As reported widely this week, the Mortgage REITs often fund themselves by pledging bonds in return for cash in the repo markets.  They are highly leveraged which in good times allowed them to pay dividends at higher yields than most bonds.  Brokers often recommend to investors to reach for yield in low yielding time periods and many brokers sold Mortgage REITs to investors without fully disclosing the risks associated with them.  In recent weeks, many Mortgage REITs found that the mortgage bonds they held dropped in value which triggered margin calls which then forced the Mortgage REITs to sell bonds into a falling market.

Margin call disputes often arise during times of market turmoil such as now.  Knowing what to do and whom to speak to when a margin call is issued is vitally important to an investor’s financial well-being.  Here is a little primer on what to do.

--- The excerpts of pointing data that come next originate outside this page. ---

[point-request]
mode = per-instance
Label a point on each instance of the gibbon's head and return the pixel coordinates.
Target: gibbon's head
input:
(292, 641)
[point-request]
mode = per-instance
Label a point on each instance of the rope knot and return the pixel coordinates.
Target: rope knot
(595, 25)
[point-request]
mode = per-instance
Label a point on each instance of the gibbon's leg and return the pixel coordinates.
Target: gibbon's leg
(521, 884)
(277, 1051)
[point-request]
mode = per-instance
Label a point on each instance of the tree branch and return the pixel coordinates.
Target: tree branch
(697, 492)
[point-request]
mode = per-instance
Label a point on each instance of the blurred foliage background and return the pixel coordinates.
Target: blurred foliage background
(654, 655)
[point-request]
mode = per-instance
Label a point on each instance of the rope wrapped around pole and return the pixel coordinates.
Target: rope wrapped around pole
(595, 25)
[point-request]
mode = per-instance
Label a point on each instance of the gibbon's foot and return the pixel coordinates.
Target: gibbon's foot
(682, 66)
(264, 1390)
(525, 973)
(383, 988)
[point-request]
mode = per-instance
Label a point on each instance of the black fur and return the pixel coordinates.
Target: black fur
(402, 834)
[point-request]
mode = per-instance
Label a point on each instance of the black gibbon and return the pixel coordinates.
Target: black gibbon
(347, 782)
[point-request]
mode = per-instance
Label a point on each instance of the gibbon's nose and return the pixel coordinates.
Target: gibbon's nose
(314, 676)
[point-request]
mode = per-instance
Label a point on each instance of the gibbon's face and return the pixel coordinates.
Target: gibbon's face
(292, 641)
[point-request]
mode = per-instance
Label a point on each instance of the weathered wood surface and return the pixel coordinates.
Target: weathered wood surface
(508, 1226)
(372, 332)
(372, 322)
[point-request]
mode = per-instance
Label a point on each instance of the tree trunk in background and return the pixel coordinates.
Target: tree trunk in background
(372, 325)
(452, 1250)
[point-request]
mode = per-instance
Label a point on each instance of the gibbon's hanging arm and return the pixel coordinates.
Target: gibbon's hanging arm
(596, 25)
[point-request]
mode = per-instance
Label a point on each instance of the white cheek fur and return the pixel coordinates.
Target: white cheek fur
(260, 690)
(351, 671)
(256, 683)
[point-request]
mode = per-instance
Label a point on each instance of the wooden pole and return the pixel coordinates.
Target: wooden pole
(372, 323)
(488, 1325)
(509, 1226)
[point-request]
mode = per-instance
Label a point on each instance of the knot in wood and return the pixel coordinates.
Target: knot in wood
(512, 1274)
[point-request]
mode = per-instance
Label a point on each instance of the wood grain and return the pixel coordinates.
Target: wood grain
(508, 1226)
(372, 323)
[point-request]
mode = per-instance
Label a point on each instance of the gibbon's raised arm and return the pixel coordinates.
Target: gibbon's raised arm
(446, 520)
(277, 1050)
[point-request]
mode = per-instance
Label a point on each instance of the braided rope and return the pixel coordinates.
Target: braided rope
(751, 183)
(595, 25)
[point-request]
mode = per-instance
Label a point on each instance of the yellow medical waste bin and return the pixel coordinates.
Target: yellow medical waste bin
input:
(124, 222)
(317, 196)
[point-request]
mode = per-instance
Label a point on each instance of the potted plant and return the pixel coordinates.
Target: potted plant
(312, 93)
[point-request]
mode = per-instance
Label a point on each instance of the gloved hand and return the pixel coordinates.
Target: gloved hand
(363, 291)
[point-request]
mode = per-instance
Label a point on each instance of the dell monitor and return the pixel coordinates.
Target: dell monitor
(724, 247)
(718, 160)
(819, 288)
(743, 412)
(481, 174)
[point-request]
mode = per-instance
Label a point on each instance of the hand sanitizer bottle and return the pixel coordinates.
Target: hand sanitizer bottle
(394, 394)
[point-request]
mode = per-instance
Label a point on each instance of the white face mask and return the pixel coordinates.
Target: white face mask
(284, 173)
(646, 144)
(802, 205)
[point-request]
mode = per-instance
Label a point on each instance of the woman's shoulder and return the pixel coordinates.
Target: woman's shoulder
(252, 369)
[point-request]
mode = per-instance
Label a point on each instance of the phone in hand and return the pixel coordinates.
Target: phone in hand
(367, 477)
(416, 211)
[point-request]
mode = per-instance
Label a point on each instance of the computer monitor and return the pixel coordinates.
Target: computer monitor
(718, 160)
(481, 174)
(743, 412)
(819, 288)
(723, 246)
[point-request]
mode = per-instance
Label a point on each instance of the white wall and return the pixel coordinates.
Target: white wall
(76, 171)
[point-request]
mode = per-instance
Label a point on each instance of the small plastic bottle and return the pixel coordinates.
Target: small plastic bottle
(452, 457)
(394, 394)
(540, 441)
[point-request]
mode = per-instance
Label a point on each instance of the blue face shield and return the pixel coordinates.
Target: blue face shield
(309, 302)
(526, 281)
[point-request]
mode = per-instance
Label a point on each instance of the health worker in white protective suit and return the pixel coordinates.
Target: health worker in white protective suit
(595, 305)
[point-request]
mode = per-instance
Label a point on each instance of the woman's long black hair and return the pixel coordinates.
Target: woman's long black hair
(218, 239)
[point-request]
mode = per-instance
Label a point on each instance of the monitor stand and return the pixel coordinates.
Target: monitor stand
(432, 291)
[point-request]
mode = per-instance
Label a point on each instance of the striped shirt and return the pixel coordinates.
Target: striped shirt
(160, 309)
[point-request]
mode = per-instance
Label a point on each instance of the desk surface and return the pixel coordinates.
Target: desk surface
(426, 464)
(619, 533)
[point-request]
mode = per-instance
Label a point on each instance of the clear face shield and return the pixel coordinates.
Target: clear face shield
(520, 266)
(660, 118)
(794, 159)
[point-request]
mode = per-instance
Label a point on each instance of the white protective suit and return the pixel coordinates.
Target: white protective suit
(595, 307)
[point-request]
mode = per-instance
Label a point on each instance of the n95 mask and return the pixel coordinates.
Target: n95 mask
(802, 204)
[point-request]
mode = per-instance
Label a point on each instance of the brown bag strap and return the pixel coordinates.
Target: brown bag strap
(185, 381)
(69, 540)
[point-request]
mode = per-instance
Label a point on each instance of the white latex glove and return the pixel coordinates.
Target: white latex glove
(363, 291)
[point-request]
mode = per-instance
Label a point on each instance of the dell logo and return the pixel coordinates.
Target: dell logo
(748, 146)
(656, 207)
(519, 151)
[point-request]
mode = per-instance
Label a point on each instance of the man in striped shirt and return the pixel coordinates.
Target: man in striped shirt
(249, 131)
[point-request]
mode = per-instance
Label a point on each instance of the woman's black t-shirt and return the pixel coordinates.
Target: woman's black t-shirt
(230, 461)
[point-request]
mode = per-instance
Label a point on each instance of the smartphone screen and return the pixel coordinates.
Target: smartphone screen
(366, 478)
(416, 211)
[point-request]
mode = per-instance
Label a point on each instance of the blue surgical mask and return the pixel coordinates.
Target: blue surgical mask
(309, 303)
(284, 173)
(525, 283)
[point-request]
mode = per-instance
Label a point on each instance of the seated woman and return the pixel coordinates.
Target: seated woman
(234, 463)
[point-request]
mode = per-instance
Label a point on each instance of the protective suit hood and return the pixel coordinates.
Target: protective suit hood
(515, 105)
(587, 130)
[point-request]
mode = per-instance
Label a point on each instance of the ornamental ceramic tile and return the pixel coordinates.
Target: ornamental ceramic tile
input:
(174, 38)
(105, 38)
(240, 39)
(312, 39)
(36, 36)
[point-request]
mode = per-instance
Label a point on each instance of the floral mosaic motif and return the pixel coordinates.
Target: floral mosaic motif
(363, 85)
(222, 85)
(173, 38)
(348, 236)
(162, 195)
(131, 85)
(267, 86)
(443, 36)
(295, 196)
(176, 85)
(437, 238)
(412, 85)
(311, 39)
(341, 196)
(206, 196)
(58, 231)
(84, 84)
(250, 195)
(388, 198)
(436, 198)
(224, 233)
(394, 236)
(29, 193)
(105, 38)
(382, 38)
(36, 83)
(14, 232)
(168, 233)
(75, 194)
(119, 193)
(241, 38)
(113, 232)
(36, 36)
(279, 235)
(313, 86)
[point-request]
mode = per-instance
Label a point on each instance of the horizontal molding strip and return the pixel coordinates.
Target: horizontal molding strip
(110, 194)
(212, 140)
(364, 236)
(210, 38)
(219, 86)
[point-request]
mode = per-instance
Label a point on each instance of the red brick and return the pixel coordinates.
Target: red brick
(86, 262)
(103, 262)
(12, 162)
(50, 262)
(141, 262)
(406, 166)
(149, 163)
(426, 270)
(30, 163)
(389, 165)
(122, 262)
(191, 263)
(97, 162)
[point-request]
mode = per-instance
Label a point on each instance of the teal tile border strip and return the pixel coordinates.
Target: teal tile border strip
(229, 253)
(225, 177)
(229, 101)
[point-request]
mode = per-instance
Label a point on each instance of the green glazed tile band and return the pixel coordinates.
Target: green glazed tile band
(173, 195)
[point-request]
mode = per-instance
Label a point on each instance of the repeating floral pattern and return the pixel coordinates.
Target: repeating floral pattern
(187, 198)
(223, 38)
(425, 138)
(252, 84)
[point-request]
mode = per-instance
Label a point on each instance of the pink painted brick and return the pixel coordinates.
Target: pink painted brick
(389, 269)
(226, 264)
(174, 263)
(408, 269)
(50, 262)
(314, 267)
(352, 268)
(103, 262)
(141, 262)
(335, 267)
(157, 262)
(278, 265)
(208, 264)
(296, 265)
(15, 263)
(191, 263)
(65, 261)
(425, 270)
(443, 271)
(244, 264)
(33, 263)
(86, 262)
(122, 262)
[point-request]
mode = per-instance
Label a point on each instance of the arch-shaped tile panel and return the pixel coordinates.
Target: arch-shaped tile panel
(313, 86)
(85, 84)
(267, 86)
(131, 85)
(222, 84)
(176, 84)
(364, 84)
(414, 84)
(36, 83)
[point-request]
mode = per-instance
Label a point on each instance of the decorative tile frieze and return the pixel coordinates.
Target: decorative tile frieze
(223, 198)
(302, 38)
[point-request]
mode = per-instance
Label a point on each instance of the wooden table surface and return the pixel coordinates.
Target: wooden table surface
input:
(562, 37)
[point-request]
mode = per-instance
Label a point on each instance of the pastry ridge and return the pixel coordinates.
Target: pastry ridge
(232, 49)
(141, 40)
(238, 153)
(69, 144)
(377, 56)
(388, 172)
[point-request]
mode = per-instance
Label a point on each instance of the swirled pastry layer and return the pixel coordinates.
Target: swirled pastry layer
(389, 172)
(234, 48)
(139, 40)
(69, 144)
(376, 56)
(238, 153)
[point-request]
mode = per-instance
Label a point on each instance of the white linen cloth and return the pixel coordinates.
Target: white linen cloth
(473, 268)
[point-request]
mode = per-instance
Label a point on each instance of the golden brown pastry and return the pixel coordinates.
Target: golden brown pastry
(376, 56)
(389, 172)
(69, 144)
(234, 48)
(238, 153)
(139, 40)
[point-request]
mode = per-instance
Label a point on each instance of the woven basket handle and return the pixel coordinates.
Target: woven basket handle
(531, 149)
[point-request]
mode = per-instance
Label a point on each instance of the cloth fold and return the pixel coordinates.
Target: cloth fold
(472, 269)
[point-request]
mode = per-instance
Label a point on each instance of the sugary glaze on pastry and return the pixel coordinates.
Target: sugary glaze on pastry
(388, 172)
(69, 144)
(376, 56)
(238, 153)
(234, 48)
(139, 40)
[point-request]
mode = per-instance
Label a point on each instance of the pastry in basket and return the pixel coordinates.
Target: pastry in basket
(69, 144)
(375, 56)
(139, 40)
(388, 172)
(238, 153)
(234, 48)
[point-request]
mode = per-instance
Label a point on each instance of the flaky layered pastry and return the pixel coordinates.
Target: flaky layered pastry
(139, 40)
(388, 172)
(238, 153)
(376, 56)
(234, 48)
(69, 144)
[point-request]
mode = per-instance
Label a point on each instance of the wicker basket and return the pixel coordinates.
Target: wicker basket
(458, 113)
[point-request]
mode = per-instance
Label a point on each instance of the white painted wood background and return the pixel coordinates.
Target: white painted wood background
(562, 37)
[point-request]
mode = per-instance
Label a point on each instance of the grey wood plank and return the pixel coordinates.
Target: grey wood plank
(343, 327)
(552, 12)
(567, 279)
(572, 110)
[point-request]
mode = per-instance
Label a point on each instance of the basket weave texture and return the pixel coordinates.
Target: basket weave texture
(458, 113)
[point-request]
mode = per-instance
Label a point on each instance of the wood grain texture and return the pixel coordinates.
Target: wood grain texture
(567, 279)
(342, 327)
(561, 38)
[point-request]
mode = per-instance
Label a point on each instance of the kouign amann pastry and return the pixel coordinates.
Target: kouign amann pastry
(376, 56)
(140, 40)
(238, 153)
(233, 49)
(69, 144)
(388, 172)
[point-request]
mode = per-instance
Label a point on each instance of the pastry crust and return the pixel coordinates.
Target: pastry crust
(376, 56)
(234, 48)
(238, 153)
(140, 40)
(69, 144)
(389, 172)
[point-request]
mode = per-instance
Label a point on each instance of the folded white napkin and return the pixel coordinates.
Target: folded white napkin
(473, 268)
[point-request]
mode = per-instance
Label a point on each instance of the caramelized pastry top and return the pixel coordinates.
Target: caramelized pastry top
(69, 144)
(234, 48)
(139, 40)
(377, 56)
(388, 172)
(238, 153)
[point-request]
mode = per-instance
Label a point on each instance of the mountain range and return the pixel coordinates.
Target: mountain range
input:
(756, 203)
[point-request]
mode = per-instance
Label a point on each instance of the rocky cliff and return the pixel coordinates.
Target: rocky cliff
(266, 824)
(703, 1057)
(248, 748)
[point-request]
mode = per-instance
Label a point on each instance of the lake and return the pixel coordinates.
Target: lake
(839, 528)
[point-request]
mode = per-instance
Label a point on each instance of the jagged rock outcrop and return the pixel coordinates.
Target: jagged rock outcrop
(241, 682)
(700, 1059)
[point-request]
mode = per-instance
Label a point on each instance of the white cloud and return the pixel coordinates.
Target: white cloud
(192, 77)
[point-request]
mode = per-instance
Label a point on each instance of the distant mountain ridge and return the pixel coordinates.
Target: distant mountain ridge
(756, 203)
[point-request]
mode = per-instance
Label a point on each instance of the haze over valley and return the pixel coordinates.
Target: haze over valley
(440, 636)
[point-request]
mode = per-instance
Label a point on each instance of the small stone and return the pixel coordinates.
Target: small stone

A margin call often occurs when the value of an investor’s margin account falls below the broker dealer’s required amount. A margin call is the broker dealer’s demand that an investor deposit additional money or securities so that the value of the account is brought up to the minimum value, which is known as the maintenance margin.  Some margin calls are small and an investor simply has to move securities in from another account or write a check to the broker.  However, in other situations, the acts by the broker dealer prior to the margin call being issued may have played a role in the margin call itself.

For example, a conservative investor often should not be holding any securities on margin at a brokerage firm.  If the firm recommended an unsuitable investment strategy that contained a significant amount of margin, and the market turned bad, and the investor sustained losses, said investor may have a potential FINRA arbitration claim against the broker.  In these situations, when a margin call is issued on the account, we highly recommend that the investor call a law firm such as ours who regularly represents investors in disputes with the financial industry.  It is paramount that the investor receives legal advice as soon as possible.  Most broker dealers have very broad powers in how to handle margin calls pursuant to onerous margin agreements.  The brokers sometimes even blow out investors’ portfolios without providing any notice (though they are supposed to exercise good faith in any decision they implement).  Time is usually of the essence.  It is important to have counsel engage with the broker dealer as soon as possible to potentially work out any issues.